Près du Havre, le benzène de la zone industrielle pollue l'air des écoles
L'émission "Vert de rage" de France 5 a mené l'enquête sur la pollution générée par la zone industrielle de Gonfreville-l'Orcher, en Seine-Maritime. Des prélèvements d'air, de sol et d'urine ont été réalisés. Les résultats sont préoccupants.
Alerte pollution. A Gonfreville-l'Orcher (Seine-Maritime), des enfants sont exposés à des niveaux préoccupants de benzène et d'hydrocarbures aromatiques polycycliques (HAP), des polluants notamment produits par l'industrie pétrochimique, très présente dans cette commune proche du port du Havre. C'est ce que révèle, mardi 5 avril, l'émission "Vert de rage" de France 5, réalisée par le journaliste Martin Boudot, mesures de la qualité de l'air et nombreux prélèvements à l'appui.

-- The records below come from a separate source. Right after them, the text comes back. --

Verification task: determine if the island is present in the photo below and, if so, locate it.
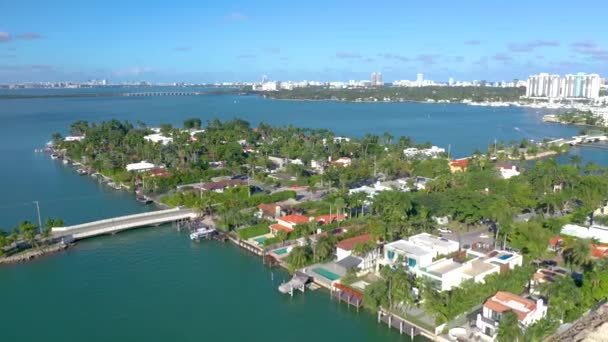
[7,118,608,341]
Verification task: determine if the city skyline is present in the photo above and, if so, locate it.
[0,0,608,83]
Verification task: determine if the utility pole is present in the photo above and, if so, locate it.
[33,201,42,234]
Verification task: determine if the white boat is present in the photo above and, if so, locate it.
[190,227,215,240]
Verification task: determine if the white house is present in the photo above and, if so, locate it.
[63,135,85,141]
[475,291,547,339]
[415,250,523,291]
[380,240,435,269]
[561,224,608,243]
[126,160,156,172]
[336,234,372,260]
[144,133,173,145]
[496,164,520,179]
[408,233,460,257]
[403,146,445,158]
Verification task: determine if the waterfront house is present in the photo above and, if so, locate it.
[270,215,310,235]
[561,224,608,243]
[475,291,547,339]
[379,240,435,269]
[415,249,523,291]
[408,233,460,257]
[126,160,156,172]
[329,157,353,167]
[144,133,173,145]
[256,203,283,220]
[449,158,469,173]
[496,163,520,179]
[336,234,372,260]
[201,179,245,193]
[149,166,171,178]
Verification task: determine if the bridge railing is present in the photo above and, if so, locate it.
[53,208,193,232]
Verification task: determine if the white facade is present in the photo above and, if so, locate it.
[415,250,523,291]
[475,291,547,339]
[403,146,445,158]
[144,133,173,145]
[561,224,608,243]
[526,73,601,100]
[126,161,156,172]
[408,233,460,257]
[381,240,434,269]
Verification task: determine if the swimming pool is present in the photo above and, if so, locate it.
[274,247,288,255]
[253,236,268,245]
[313,267,340,281]
[498,254,513,260]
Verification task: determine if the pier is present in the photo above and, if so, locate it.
[52,208,198,240]
[279,272,310,297]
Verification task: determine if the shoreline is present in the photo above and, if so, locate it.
[0,242,74,265]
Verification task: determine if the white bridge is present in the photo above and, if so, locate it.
[52,208,198,240]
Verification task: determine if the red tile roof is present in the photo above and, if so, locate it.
[450,158,469,168]
[316,214,346,223]
[483,291,536,321]
[496,163,517,170]
[270,223,293,233]
[591,244,608,258]
[338,234,372,251]
[334,283,363,300]
[278,215,309,224]
[258,203,280,215]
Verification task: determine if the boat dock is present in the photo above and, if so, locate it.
[279,272,310,297]
[190,227,215,241]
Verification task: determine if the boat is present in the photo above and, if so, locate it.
[190,227,215,241]
[135,195,154,204]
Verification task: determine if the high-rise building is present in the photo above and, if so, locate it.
[526,73,600,100]
[370,72,384,87]
[416,72,424,87]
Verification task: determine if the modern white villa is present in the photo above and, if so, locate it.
[415,249,523,291]
[475,291,547,340]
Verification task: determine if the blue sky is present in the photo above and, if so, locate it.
[0,0,608,83]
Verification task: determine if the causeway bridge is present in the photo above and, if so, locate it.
[52,208,198,240]
[122,91,206,97]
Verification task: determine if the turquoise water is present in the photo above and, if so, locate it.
[0,89,608,342]
[274,247,287,255]
[254,236,268,245]
[313,267,340,281]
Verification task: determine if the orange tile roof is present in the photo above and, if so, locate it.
[316,214,346,223]
[270,223,293,233]
[450,158,469,167]
[591,244,608,258]
[483,291,536,321]
[338,234,372,251]
[333,283,363,300]
[278,215,309,224]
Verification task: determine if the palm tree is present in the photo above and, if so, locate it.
[567,239,592,267]
[496,311,523,342]
[570,155,583,169]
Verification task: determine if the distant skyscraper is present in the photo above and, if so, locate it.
[370,72,384,87]
[416,72,424,87]
[526,73,600,100]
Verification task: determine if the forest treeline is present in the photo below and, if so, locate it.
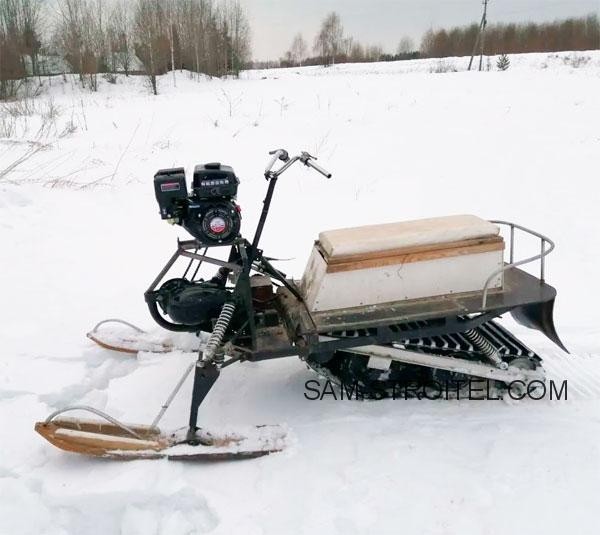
[280,13,600,67]
[421,15,600,58]
[0,0,251,98]
[0,0,600,99]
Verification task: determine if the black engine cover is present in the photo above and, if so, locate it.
[156,279,231,331]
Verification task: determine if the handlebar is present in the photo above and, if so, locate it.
[265,149,332,180]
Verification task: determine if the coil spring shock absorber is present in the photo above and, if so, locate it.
[464,329,508,370]
[202,303,235,364]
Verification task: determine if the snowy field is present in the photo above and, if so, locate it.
[0,52,600,535]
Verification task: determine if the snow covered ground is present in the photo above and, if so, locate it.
[0,52,600,535]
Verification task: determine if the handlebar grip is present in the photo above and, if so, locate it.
[306,160,332,178]
[265,150,281,173]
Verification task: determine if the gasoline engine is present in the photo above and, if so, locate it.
[146,163,242,332]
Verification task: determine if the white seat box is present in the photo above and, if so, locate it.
[300,215,504,312]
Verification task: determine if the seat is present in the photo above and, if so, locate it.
[319,215,499,260]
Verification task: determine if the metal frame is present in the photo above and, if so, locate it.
[481,219,555,308]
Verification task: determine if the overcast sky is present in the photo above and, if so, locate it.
[241,0,600,60]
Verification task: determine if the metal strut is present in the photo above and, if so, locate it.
[187,303,235,444]
[463,329,508,370]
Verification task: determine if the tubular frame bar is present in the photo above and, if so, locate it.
[481,219,556,308]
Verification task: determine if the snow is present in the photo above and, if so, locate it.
[0,52,600,535]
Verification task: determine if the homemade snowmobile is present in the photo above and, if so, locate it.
[36,149,566,459]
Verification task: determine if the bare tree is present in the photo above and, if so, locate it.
[223,0,250,76]
[109,0,134,76]
[396,35,415,56]
[314,11,344,65]
[134,0,168,95]
[289,33,308,65]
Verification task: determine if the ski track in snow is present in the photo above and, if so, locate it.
[0,52,600,535]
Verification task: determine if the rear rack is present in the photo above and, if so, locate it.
[481,219,555,308]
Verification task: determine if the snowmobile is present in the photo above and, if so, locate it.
[35,149,566,460]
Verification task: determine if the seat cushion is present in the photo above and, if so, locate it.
[319,215,499,259]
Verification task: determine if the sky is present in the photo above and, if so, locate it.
[240,0,600,60]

Cette petite ville des bords de la Seine compte neuf entreprises et usines classées Seveso. Elles présentent, par les matières dangereuses qu'elles sont amenées à manipuler, des risques d'accidents majeurs. On y trouve notamment la plateforme de raffinage de Total, la plus grande de France et la première émettrice de benzène du pays en 2020, selon les données analysées par l'émission. Ce polluant, un composé organique volatile présent naturellement dans le pétrole brut, est un cancérigène avéré pour l'homme.
Une forte présence de benzène
Or les premières habitations se trouvent à moins d'un kilomètre de la zone industrielle et plusieurs habitants s'inquiètent de cette pollution. Pour la mesurer, "Vert de rage" s'est associée à Valérie Gros, directrice de recherche au Laboratoire des sciences du climat et de l'environnement, pour réaliser des prélèvements d'air, à proximité de l'usine et de plusieurs écoles de la commune. Plusieurs mesures ont été réalisées au même endroit afin de confirmer les résultats. La valeur limite pour la protection de la santé humaine (5 μg/m3 en moyenne annuelle) est dépassée, de manière ponctuelle, à trois endroits : près de l'usine (39 μg/m3) et devant deux écoles (48,5 μg/m3 et 13,9 μg/m3).
Des pics préoccupants que n'affichent pas les trois stations de mesure locales du réseau Atmo Normandie, une association de surveillance de la qualité de l'air. Ces stations, qui ne mesurent pas toutes en continu le benzène, n'affichent que des moyennes, plus rassurantes et plus représentatives de l'exposition chronique. Mais aucune station ne se trouve sur la zone industrielle, pourtant l'une des plus importantes sources de pollution de la ville.
Pour Valérie Gros, "Gonfreville-l'Orcher est un 'hotspot' de la pollution au benzène, même si les résultats de l’équipe de 'Vert de rage' montrent la présence d’autres polluants problématiques. Il faudrait davantage de campagnes de mesures sur place pour mieux cartographier l’exposition à ce polluant".
Une pollution de l'air, du sol et des corps
Des analyses d'urine de 23 enfants ont aussi été réalisées au laboratoire de l'hôpital public de Liège (Belgique). Ces enfants sont scolarisés dans la commune et vivent à proximité de la plateforme industrielle. Du naphtol-2, le marqueur du naphtalène, un dérivé de goudron, de houille ou de pétrole, suspecté d'être cancérigène, a été retrouvé en quantité importante : la médiane des concentrations est 67% plus élevée que celles des enfants allemands. Faute d'étude menée en France, il n'a pas été possible de faire une comparaison avec le reste du pays.
Enfin, des échantillons de sol ont été prélevés par un laboratoire indépendant et certifié dans un jardin ouvrier traversé par une canalisation de pétrole. La concentration en hydrocarbures aromatiques polycycliques, un groupe de composés où figurent de nombreux polluants cancérigènes et mutagènes, y est très importante (cinq fois le seuil de concentration naturelle), voire astronomique (112 fois) pour la partie touchée par une fuite il y a quelques mois, mais qui est censée avoir été nettoyée. Contacté par Martin Boudot, Total n'avait toujours pas répondu au moment de la parution de cet article. L'enquête complète de "Vert de rage" sera diffusée en septembre sur France 5.